Boris Bidjan Saberi

Fueled by harsh climates and a highly engineered background, Boris Bidjan Saberi’s Spring Summer 2017 collection leads us on a journey into the complexity of technological advancement.

—-
Suggestive of the sensory palette in a post apocalyptic world, with the smell of corroded mechanics and melted tires, the road drifter silhouettes show a precise equilibrium of some type of manmachine dichotomy.

—-
Seemingly built by an invasive technology, the articulated garments highlight the geometry of the body, while revealing functional tailored details. A range of open elbow jackets and protective lazercut vests with modular lining pair with thermo-sealed canvas parkas with metallic taped seams.

—-
Built inside-out or outside in, demonstrating the complexity of their construction, the clothing acknowledges the engineering procedures that led to their crafting.

—-
Resin dyed stiff cottons, along with coated horse and kangaroo leathers shape versatile jackets and wrinkled drop-crotch pants. Fine-gauge knits, raw silk and paper-like textiles display a highly contrasted spectrum of materials.

—-
Sleeveless trench coats and oversized getaway backpacks are seemingly cut from a cracked earth like surface, then appear as hand painted leather, adding a distinctive sulfuric shade to the mineral palette of the collection.

—-
Dry, earthy tones are followed by rusted metallic colors. Beaten steel, iron, brass and copper are the foundation for the signature treatments and finishes.
As if covered by melted rubber and fuel stains, these wounded apparats receive latex, vinyl and wax treatments, forming a protective wardrobe for futuristic tribes.

—-
Strengthened by anatomical corset-like vests, Boris Bidjan Saberi’s military sci-fi hybrid armors become exoskeletons.
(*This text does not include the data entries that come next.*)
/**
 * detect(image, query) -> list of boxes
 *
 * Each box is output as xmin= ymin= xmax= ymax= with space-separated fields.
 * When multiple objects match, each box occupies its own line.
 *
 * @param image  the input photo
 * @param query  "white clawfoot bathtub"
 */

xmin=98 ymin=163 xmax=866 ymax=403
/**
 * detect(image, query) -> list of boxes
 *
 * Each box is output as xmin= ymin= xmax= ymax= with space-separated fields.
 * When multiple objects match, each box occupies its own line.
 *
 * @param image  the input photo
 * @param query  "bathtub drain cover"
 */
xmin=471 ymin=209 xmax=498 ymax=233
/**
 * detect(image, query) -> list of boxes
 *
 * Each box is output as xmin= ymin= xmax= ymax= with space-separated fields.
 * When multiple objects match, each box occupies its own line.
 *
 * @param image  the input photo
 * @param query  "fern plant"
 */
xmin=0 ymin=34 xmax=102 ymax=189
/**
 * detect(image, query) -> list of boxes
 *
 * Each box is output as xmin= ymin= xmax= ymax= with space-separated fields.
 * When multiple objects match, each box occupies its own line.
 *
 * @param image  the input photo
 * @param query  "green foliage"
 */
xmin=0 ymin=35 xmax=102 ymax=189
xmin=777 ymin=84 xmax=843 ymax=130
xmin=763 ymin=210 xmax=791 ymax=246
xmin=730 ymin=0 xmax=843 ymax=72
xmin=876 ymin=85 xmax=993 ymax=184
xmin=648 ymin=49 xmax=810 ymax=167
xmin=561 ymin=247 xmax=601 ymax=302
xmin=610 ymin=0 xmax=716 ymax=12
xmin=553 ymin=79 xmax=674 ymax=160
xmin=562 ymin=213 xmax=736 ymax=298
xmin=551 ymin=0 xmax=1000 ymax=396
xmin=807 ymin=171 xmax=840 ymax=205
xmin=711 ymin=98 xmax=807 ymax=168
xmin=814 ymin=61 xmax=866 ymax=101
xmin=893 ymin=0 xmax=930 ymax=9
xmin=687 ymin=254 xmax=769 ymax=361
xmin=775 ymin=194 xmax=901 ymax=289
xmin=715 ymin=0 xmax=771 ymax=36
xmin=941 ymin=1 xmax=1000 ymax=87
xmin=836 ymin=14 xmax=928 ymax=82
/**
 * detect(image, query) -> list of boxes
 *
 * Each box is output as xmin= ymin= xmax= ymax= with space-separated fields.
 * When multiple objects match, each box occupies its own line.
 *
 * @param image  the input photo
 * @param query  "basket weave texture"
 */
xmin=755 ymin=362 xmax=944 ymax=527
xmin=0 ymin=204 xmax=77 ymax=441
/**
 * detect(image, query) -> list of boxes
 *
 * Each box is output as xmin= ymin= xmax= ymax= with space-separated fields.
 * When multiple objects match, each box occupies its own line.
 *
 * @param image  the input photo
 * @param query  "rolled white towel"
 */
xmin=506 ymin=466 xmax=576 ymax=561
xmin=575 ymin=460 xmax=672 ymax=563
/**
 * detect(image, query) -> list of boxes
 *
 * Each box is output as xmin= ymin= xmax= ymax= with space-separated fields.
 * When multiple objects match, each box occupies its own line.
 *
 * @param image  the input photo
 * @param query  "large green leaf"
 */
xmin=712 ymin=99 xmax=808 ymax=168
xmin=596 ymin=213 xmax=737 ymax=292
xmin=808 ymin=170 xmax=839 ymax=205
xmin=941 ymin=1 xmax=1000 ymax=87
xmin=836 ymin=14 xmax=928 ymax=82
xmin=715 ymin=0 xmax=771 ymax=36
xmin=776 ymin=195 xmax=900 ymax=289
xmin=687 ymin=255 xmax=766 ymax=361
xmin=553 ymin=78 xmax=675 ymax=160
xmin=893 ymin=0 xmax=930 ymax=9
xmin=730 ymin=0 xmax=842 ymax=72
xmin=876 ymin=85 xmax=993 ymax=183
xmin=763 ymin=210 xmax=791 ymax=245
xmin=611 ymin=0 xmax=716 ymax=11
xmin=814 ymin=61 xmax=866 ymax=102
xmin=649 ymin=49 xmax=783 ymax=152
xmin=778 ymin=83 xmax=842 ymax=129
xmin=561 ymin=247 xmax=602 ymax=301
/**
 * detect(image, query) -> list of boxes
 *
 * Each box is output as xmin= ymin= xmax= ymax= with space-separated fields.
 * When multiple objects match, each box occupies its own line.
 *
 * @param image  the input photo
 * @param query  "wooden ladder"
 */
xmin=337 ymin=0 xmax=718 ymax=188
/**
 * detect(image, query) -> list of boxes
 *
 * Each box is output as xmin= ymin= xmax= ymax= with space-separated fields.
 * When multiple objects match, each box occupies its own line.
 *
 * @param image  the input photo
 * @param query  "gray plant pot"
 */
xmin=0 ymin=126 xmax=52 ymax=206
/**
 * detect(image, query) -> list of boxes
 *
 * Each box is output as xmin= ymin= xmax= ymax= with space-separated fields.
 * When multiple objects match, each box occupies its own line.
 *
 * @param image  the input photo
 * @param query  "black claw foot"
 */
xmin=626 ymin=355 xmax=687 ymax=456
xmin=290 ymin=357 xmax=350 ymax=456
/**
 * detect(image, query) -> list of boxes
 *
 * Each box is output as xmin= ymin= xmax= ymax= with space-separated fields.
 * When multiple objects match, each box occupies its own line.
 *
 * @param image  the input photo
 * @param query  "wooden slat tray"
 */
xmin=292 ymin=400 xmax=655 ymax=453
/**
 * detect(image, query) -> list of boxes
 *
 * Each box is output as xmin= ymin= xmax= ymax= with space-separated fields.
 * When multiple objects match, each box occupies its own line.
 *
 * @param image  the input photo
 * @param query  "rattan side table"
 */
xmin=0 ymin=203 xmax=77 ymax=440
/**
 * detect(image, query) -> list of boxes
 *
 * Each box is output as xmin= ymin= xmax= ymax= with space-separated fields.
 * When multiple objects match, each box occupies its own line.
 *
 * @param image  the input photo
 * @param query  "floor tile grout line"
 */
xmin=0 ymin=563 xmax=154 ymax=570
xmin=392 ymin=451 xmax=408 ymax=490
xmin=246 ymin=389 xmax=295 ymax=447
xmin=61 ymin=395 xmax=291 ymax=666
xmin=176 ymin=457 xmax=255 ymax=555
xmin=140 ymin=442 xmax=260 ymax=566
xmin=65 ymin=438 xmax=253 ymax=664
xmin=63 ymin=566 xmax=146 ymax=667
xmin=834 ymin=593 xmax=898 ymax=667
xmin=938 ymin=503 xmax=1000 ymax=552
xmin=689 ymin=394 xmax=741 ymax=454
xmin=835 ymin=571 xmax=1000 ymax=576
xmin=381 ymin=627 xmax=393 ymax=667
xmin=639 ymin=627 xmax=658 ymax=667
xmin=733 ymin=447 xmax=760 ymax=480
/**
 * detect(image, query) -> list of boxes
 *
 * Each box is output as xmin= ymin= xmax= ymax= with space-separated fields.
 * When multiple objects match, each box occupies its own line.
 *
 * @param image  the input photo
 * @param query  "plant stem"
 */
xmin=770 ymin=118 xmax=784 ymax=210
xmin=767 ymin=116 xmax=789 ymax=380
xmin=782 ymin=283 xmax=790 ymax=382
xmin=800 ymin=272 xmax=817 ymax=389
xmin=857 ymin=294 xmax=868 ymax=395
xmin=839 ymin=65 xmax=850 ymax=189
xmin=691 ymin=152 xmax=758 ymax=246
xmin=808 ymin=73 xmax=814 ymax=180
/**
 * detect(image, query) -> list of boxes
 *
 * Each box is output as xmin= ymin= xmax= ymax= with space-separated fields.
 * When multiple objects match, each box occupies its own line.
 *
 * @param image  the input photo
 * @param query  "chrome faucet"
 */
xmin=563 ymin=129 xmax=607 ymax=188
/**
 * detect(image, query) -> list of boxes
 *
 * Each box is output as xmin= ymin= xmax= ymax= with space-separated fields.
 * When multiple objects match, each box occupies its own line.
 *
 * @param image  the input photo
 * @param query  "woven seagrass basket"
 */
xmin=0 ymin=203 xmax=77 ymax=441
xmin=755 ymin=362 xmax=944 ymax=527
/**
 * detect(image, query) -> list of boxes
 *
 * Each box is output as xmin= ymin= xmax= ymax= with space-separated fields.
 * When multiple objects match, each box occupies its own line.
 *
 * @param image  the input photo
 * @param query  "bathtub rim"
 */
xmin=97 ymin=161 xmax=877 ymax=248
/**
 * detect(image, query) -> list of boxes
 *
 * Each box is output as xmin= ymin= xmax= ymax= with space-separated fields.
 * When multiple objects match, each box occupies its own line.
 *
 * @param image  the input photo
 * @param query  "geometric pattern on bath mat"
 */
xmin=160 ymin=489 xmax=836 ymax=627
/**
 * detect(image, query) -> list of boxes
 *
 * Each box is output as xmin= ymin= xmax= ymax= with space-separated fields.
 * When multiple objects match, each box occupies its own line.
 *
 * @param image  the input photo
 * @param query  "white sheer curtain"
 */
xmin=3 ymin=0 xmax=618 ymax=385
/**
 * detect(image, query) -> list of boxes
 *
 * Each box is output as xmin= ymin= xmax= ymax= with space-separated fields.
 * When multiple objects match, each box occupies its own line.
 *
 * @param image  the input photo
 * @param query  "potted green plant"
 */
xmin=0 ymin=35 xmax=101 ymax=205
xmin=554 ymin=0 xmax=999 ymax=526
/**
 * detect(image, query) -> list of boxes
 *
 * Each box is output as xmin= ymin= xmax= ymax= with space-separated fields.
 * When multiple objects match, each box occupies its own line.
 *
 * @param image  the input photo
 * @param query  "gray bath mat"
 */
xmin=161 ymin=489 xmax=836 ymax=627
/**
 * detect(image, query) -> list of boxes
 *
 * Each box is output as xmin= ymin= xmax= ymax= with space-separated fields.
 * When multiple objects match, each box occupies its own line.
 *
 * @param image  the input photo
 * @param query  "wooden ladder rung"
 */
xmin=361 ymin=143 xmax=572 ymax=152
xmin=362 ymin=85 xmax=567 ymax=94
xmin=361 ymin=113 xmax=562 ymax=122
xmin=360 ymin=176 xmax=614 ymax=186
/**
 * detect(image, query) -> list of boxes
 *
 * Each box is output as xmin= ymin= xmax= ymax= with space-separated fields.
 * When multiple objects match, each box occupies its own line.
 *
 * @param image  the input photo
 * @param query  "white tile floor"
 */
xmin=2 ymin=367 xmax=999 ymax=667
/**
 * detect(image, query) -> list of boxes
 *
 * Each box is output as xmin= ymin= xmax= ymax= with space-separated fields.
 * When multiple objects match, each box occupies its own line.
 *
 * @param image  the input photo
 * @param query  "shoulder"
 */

Shifted, cropped and elongated, all created by a combination of both hand and machine skills and technology, these all out dystopic Western garments draw a yet to be seen masculine silhouette, brought to us from the post-humanism age.

—-
The technological emphasis of the collection is further underscored by a range of exclusive object dyed footwear designed in collaboration with the mountain brand Salomon, for the additional line 11 by Boris Bidjan Saberi.